One of the pleasant surprises is that the increased prosperity has allowed the new big box stores and national chains to move into town without hurting local businesses.

“Now they can do more comparative shopping in Estevan, they’ve got more choices. They can shop at a national chain they otherwise would have gone to Regina to shop at and that keeps them spending in the local economy, which benefits the smaller mom and pop stores,” he said.

One of the biggest headaches is finding housing for all the new residents.

“We have to tell people we can’t promise them housing, which is too bad. We’d love to say, ‘Hey, come west, we’ve got jobs for you,’” Mayor Gary St. Onge told the Regina Leader-Post.

Saskatchewan has been setting records for new housing starts in 2012 and many of them are in Estevan.  A subdivision near the hospital will accommodate 3,800 people when it’s completed.

Many of the houses popping up in Estevan’s newest neighborhoods can compete with Calgary or Regina because workers are making above average wages, says Cyrenne. And oil field workers, especially if they’re highly trained and skilled, make excellent money.
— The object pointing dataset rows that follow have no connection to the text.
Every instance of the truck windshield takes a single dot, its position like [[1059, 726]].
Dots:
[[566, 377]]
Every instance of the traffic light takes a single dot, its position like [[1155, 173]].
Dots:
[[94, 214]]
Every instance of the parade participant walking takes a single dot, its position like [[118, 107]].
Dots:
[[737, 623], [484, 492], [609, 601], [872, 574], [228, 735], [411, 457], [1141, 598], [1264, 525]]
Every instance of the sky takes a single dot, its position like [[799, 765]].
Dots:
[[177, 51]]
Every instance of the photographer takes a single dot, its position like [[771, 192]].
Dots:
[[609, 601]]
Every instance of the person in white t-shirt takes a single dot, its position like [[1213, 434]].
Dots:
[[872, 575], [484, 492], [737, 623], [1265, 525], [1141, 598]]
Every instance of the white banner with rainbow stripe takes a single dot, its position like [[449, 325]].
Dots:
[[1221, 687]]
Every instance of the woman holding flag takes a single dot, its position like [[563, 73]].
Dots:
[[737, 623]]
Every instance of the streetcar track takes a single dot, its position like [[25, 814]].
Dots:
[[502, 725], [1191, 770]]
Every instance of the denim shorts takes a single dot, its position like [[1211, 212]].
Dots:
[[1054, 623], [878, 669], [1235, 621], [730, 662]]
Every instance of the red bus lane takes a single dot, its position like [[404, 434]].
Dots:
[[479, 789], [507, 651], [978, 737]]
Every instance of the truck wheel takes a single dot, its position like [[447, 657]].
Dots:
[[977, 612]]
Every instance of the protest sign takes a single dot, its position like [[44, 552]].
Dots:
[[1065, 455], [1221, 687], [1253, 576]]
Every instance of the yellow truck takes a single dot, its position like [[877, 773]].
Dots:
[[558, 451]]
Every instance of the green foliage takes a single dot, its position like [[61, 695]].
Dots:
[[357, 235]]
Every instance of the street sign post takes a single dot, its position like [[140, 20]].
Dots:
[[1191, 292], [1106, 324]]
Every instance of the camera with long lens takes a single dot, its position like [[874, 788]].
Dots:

“We’ve established a new industrial park, with a new facility, the Energy Training Institute that is completely dedicated to training people in the energy sector,” Cyrenne said.

Alberta-based service companies have been quick to set up in Estevan and the surrounding municipalities, but Saskatchewan entrepreneurs are no slouches when it comes to spotting a chance to cash in on the Bakken boom.

“The local people that have been working in the field for a number of years, they see the opportunity, too,” according to Cyrenne. “We’ve had a number of local business start ups by people who worked for larger companies, then struck out on their own.”

Entrepreneurship, hard work and technical innovation have proven to be the solution to the predicted global energy shortage, and nowhere are those qualities more on display than in the Saskatchewan Bakken play.